Bien que l’Age du Romantisme se soit depuis longtemps effacé, le virus romantique n’a pas disparu ; il s’attarde dans notre système sanguin. Nous le voyons aujourd’hui dans l’admiration imitatrice que de nombreux jeunes portent aux mauvaises manières des gangsters de bas étage. Car les gangsters sont authentiques n’est-ce pas ? En vue « d’être eux-mêmes », les rejettent l’hypocrisie des classes moyennes, n’est-il pas vrai ? Comment ne pas admirer leur style, même si nous détesterions devenir victimes de leur criminalité ?
Nous voyons également le virus dans l’immense respect et l’admiration portés aux personnes transgenres.

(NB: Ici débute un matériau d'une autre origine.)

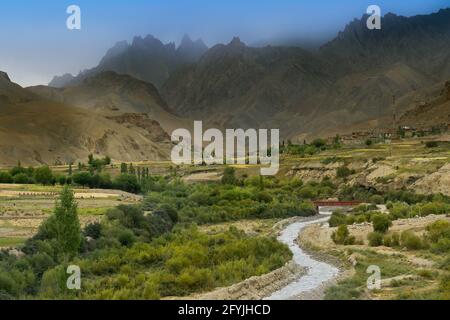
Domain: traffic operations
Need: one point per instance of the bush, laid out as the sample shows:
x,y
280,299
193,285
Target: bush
x,y
431,144
229,176
375,239
438,230
319,143
93,230
342,236
5,177
337,219
343,172
21,178
411,241
82,178
43,175
381,223
377,199
127,182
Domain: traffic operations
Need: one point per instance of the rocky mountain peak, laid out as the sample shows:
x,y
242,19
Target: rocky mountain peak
x,y
236,42
4,76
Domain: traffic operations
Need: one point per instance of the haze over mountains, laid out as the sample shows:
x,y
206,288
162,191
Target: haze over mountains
x,y
145,59
149,86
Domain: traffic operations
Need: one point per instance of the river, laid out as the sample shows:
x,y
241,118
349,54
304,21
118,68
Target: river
x,y
317,272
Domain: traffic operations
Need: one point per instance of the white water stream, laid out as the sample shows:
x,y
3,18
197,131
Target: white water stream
x,y
317,272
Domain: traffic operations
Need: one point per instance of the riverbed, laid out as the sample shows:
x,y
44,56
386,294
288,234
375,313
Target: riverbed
x,y
318,272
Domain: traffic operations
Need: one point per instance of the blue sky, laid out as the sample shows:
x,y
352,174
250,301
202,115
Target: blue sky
x,y
35,43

Un garçon ressent qu’il est une fille. Une fille ressent qu’elle est un garçon. Nous devons respecter ces ressentis, car les ressentis sont les manifestations de notre vrai moi. Ces gamins essaient seulement d’être authentiques.

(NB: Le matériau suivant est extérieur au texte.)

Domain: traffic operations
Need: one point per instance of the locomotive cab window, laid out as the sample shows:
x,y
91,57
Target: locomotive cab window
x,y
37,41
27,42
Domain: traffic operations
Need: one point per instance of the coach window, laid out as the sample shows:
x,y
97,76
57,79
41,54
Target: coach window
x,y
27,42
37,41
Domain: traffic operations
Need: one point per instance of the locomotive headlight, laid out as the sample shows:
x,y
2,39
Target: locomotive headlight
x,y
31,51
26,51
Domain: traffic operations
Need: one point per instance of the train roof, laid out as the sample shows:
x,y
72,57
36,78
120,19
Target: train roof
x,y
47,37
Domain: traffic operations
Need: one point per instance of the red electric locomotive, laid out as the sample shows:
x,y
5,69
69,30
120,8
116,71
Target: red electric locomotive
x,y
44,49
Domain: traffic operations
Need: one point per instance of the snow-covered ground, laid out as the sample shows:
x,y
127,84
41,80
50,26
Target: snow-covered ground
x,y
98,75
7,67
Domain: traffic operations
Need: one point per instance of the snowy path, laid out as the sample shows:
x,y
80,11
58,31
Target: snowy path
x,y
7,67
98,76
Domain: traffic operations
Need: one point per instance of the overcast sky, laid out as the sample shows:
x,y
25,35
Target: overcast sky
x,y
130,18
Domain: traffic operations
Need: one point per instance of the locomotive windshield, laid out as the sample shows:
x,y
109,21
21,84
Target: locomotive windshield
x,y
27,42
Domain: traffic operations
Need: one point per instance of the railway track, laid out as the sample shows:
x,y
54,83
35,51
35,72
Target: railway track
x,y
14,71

Il est utile de se rappeler que Hitler et les Nazis ( désolé d’en parler mais ils sont devenus notre seul point de référence morale) étaient des romantiques. Allez voir sur YouTube Hitler prononçant un discours. Ils exprime ses sentiments – des sentiments de colère furieuse et de haine meurtrière, c’est sûr. Mais ce sont des ressentis, et du point de vue romantique, c’est ce qui compte. Hitler était (ou du moins semblait) authentique. La colère et la haine étaient les manifestations de son vrai moi.
Nous devrions aussi nous rappeler que le romantisme a eu un bon côté : après tout, il a donné Wordsworth. Cependant, je ne sais pas si ses gentils disciples l’emportent sur l’autre facette. En ce moment précis, à en juger par nos manière et notre morale, cela ne semble vraiment pas être le cas.